Most of us are aware that eating cookie dough is risky, due to the raw eggs. But did you know that the flour in the recipe can be just as dangerous?
The dry, harmless-looking white powder was the source of a 24-state E.coli outbreak last year. No one died, but at least one person developed kidney failure, and others suffered from crippling symptoms like abdominal pain, fever, vomiting and diarrhea.
A study published this week in the New England Journal of Medicine details the investigation that was launched by the Centers for Disease Control and Prevention (CDC) and the Food and Drug Administration (FDA). Researchers warn that the findings show the outbreak wasn't a fluke.
"We’re not trying to ruin people’s holidays but we want them to be aware of the risks,” Samuel J. Crowe, the lead author of the study told the New York Times.
At first, researchers say they suspected chocolate chips were the source of the outbreak. But by the end of June, the FDA was warning Americans not to consume raw cookie dough, because the illnesses were linked to flour produced at a General Mills facility in Kansas City, Missouri.
The company recalled 10 million pounds of flour sold under three brand names: Gold Medal, Signature Kitchen’s, and Gold Medal Wondra.
When the CDC closed its investigation in Sept. 2016, 63 people had been infected and 17 were hospitalized.
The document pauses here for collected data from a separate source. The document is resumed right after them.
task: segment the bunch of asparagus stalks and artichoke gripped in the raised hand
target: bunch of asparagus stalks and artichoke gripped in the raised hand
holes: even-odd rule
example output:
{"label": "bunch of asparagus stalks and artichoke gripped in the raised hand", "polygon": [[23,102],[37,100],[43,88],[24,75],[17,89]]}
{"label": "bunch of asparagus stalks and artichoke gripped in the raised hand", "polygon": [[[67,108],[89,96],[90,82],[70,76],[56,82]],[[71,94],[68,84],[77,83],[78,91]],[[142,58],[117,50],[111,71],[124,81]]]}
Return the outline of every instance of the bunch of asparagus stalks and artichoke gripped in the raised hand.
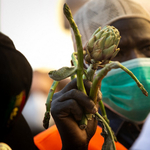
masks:
{"label": "bunch of asparagus stalks and artichoke gripped in the raised hand", "polygon": [[[140,88],[143,94],[148,96],[148,93],[143,85],[130,70],[128,70],[118,61],[111,61],[111,59],[114,58],[119,52],[119,48],[117,47],[121,38],[119,31],[115,27],[106,26],[103,29],[98,28],[93,33],[90,40],[87,42],[85,48],[83,49],[80,32],[72,17],[71,10],[67,4],[64,4],[64,14],[74,32],[77,45],[77,53],[74,52],[72,54],[72,67],[63,67],[59,70],[49,72],[49,76],[54,80],[54,82],[46,101],[46,113],[43,120],[43,125],[45,128],[48,128],[49,124],[51,107],[50,104],[54,91],[58,85],[58,82],[67,77],[71,77],[71,79],[76,77],[78,89],[85,94],[86,90],[83,84],[83,79],[86,78],[87,80],[90,80],[92,82],[92,87],[90,89],[89,97],[96,103],[97,92],[101,90],[102,79],[111,69],[121,68],[126,73],[128,73],[133,78],[133,80],[135,80],[137,86]],[[85,60],[89,64],[87,70],[83,68],[84,50],[86,51]],[[101,66],[102,69],[99,70],[98,74],[94,77],[95,71],[97,70],[98,66]],[[102,115],[96,112],[92,117],[95,117],[102,124],[102,136],[104,136],[104,144],[102,150],[115,150],[116,147],[114,141],[116,141],[116,138],[113,134],[113,131],[111,130],[111,127],[109,126],[109,119],[107,118],[102,100],[99,102],[99,105]],[[83,116],[80,123],[81,129],[86,128],[88,117],[89,115],[87,115],[85,112],[85,115]]]}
The agency warned that illnesses were expected to continue for some time, since flour has a long shelf life and consumers who didn't know about the recalls could continue to eat the products and get sick.
Now that it's been over a year since the investigation closed, hopefully most of the recalled flour is long gone. But that doesn't mean this couldn't happen again.
Researchers say the Shiga toxin-producing E. coli – the kind involved in the 2016 outbreak – doesn't need a damp environment to thrive.
How do they know? Because no contamination was found at the General Mills facility in Kansas City.
Instead, researchers speculate that the bacteria had most likely spread earlier. If an animal goes to the bathroom in a field, bacteria from animal waste can contaminate the grain. That grain is then harvested and milled into flour.
Which means any raw flour, regardless of the brand, can contain bacteria that cause disease.
"Although it is a low-moisture food, raw flour can be a vehicle for foodborne pathogens," the study concluded.
Don't panic – when the flour is boiled, baked, roasted, microwaved or fried, the bacteria gets killed making it safe to eat.
But unfortunately that means you have to wait for the cookies to bake.